If two people came to different conclusions, you could use those data to "very easily go back and say, well you were basically working with different cells," Aebersold said. "They both go by the name of HeLa, but they are not the same cell."
He noted that the relative speed and ease of transcriptomic and proteomic profiling makes such an approach more feasible than it might have been in the past. And while not all researchers will have this expertise in-house, most will have access to a core lab capable of performing such an analysis, he said.
While the findings are discouraging in one sense, Aebersold suggested they point toward an addressable problem potentially underlying the life sciences reproducibility crisis.
"If you identify the problem in some detail, then you can deal with it," he said. "So in that regard, I think it's actually a positive outcome, even though it complicates many matters for many people."
Furthermore, he said, were researchers to begin providing molecular characterizations of their cell lines as part of their publications, that data would be a highly valuable resource.

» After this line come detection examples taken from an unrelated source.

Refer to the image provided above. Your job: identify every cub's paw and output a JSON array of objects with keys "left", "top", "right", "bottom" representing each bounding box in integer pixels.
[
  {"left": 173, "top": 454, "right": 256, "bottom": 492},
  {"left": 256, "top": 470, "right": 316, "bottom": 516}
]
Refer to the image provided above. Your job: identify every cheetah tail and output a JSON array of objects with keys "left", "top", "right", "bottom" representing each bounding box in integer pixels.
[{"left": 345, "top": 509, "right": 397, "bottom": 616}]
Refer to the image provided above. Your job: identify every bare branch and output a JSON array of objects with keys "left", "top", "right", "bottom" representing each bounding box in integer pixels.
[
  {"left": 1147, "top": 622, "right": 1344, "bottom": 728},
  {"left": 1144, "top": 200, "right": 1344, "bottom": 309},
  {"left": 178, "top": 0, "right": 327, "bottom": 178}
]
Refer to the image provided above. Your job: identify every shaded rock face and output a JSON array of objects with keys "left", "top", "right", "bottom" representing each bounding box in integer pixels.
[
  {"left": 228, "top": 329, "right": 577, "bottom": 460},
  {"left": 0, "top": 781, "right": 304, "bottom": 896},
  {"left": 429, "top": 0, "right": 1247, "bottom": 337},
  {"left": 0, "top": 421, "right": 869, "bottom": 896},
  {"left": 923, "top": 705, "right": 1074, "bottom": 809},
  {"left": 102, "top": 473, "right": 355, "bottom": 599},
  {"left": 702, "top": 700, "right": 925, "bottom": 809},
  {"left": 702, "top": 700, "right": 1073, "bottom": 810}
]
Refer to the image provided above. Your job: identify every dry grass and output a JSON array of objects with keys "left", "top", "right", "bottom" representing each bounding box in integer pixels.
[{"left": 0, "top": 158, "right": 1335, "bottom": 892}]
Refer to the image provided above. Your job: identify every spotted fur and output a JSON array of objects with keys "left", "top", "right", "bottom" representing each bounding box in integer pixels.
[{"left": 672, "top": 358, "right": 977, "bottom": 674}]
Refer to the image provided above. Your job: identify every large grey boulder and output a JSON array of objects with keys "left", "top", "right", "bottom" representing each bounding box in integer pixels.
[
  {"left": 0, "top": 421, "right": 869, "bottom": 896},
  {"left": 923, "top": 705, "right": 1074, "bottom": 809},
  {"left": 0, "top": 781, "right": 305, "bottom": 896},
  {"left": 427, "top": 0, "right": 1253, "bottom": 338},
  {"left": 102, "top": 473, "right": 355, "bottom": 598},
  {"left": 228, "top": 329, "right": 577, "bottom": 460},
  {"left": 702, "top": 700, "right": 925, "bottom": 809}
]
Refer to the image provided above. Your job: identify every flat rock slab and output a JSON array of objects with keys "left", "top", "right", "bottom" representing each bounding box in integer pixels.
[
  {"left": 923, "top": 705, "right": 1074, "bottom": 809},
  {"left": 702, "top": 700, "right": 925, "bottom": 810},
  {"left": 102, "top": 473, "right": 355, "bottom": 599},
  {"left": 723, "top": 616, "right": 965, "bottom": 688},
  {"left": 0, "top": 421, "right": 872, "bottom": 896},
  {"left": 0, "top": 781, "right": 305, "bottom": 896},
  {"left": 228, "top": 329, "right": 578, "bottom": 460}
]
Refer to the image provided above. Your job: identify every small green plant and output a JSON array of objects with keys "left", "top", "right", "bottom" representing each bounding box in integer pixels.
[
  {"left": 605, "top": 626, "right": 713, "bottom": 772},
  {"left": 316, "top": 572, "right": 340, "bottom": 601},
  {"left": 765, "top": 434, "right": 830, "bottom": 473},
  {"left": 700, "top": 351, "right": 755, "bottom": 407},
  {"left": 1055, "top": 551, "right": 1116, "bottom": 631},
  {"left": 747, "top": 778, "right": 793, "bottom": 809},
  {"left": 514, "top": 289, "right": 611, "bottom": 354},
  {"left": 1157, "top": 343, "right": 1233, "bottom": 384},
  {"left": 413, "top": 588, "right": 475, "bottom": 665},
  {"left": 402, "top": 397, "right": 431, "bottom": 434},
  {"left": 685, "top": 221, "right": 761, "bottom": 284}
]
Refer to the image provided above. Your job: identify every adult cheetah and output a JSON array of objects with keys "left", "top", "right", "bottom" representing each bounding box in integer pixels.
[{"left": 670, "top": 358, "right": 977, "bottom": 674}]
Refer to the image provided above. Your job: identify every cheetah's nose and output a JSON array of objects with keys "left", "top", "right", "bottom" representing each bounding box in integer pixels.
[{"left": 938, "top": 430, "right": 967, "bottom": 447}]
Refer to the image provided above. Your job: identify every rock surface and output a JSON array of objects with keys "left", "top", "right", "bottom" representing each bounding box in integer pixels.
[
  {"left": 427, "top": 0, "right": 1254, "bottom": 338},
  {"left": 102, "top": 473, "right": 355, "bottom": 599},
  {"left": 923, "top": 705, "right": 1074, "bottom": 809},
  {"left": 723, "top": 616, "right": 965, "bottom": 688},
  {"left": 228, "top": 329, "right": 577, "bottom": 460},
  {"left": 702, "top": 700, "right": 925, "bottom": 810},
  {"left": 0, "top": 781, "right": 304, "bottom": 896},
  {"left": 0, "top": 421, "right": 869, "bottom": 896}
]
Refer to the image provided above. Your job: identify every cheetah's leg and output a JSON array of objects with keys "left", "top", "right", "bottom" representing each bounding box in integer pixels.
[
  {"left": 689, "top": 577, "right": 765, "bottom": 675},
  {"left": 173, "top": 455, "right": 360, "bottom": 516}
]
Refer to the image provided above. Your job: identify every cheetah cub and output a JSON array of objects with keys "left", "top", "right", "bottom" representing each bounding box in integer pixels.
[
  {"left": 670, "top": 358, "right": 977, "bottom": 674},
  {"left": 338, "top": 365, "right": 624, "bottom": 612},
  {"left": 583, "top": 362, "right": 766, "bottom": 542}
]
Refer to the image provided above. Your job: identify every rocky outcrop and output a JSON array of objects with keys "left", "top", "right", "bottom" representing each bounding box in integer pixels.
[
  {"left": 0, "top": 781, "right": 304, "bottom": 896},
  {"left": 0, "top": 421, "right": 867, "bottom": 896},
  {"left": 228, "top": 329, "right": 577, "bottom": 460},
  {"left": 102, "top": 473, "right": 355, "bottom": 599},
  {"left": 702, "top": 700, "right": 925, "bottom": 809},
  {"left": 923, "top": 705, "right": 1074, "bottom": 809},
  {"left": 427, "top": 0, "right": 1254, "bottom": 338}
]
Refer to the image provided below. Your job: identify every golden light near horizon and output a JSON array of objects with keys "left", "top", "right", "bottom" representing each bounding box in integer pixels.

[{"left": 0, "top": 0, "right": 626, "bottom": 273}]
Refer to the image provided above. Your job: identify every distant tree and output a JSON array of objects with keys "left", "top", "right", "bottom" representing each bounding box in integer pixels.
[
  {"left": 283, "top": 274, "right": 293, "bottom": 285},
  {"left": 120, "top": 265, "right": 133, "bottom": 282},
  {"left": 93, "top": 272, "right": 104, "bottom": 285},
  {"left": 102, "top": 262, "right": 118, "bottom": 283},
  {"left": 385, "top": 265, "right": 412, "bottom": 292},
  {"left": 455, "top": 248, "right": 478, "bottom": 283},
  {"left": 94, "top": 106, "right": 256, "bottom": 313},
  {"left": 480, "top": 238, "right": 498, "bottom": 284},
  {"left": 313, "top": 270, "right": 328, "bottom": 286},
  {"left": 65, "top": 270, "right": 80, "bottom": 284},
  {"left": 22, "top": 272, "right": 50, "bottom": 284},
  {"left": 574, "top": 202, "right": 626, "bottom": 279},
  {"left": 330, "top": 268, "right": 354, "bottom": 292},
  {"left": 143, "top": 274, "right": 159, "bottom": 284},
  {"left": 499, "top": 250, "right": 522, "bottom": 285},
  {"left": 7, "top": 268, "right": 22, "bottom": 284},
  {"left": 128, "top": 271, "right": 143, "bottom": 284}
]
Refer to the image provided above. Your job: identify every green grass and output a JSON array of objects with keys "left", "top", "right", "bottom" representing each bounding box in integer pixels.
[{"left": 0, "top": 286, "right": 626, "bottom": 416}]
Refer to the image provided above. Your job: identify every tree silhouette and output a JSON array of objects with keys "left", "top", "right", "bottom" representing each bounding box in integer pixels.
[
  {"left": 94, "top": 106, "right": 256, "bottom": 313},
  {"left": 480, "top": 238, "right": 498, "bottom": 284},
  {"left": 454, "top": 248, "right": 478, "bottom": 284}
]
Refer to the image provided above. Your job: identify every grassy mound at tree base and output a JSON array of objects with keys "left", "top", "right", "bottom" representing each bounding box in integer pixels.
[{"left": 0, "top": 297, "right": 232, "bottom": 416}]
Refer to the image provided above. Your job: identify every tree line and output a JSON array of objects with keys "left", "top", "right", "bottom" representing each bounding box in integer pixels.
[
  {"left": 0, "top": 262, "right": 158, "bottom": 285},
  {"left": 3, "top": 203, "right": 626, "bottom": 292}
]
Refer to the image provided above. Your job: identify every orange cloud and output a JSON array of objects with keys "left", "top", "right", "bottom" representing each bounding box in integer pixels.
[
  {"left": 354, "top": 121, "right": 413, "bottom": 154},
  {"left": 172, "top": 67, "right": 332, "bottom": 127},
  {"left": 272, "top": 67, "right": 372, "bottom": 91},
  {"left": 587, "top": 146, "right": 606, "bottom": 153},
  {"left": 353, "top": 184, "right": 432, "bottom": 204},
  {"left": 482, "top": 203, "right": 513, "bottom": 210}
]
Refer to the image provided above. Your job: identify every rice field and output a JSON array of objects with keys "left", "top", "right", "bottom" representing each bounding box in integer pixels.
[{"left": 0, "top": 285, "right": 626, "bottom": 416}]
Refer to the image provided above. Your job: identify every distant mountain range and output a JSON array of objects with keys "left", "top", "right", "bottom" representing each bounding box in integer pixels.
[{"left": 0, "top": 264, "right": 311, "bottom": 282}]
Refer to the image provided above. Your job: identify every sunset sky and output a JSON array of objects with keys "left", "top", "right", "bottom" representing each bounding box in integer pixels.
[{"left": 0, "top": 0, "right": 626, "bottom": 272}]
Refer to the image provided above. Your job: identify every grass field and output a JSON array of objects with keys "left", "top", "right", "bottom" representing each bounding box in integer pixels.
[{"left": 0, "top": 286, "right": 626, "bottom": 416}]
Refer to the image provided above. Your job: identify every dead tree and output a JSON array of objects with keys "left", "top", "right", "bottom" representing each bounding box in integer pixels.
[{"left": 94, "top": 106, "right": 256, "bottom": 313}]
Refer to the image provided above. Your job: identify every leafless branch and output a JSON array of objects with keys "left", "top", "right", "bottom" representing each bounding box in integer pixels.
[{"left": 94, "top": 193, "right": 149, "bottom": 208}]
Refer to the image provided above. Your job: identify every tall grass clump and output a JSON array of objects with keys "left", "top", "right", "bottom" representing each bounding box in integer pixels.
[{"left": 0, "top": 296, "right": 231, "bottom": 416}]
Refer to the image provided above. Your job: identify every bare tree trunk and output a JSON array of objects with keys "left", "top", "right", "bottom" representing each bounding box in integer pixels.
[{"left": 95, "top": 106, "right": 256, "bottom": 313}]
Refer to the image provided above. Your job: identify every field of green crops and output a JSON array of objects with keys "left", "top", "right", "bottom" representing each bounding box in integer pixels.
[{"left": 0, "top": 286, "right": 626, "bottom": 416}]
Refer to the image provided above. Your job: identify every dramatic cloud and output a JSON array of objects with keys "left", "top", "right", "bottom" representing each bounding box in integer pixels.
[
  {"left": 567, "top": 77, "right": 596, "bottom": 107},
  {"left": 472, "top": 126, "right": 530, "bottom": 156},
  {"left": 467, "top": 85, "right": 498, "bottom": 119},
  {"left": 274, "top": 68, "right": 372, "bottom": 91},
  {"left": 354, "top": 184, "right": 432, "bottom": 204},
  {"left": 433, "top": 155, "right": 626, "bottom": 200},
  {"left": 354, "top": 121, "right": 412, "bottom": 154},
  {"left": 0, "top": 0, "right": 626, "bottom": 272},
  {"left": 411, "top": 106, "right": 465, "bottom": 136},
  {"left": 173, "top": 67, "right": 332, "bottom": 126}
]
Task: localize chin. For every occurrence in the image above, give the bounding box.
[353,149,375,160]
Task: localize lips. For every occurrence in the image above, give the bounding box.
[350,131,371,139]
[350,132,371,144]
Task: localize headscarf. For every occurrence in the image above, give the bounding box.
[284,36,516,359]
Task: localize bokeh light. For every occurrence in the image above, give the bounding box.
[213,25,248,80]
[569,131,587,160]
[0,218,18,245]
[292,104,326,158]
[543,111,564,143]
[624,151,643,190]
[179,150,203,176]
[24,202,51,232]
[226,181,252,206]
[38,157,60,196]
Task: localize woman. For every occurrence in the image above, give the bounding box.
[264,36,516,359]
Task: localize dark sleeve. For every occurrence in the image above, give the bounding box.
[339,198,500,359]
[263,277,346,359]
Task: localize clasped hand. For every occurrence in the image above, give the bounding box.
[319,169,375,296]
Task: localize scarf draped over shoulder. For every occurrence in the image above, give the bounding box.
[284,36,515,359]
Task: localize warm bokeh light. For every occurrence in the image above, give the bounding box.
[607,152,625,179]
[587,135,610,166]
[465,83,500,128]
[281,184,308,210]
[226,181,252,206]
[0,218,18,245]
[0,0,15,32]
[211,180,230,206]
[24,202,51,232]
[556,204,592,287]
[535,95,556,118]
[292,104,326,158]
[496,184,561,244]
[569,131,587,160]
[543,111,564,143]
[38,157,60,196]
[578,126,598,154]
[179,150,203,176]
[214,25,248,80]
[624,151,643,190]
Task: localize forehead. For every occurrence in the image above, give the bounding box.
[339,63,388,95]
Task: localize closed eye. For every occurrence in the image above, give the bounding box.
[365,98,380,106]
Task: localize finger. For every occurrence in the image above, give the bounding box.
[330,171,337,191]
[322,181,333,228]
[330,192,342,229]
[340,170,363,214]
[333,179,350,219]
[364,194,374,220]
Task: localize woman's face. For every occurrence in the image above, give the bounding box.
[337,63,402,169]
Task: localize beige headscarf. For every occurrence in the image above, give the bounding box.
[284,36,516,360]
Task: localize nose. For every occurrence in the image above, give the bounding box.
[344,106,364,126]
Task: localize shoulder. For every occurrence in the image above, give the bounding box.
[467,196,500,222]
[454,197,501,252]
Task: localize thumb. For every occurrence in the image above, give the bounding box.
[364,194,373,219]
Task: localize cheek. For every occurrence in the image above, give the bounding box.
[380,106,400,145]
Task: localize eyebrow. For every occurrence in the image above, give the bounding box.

"Let's think that for all of the about 100,000 papers [published using HeLa cells], if each one of those papers had documented the transcriptome or the proteome of those cells and this was accessible [along with] the corresponding phenotypic or functional information that people had extracted from those cells," Aebersold said. "It would be fantastic resource."
"Of course, this wasn't possible over the decades, but from here forward, we are able to do it," he said. "If one did actually capture the molecular makeup [of these cells] and related it to the sometimes extremely elaborate biological insights that are being generated, I think it would be a great thing for biological knowledge."
Huber agreed that providing more extensive genomic or proteomic data on cell lines used in an experiment could be useful for, for instance, "debugging and determining what went wrong in a given study."
However, he said that the concern about cell line heterogeneity affecting the reproducibility of an experimental finding might be misdirected.
Rather than worry about heterogeneity within cell lines causing issues with reproducibility, Huber suggested researchers should worry that results affected by this sort of heterogeneity are not robust enough to be meaningful.
"I think the real solution is scaling up the number of cell lines used — not doing experiments on one or two or three, but on many," he said. "It’s the same with patient-derived tissues. Ideally, you don’t study just two or three samples, but dozens, hundreds."
High-throughput omics technologies make this more plausible than it might have been in the past, Huber said.
"We have the capability now to do experiments in higher throughput, and we are moving towards experimental designs where we use many different cell lines, so you can see that the effects that you observe are robust across many different clones," he said. "The important thing is not to converge on one super-specific and highly defined model system, but rather to make sure that the statements we are making based on these model systems are robust and largely independent of such variation."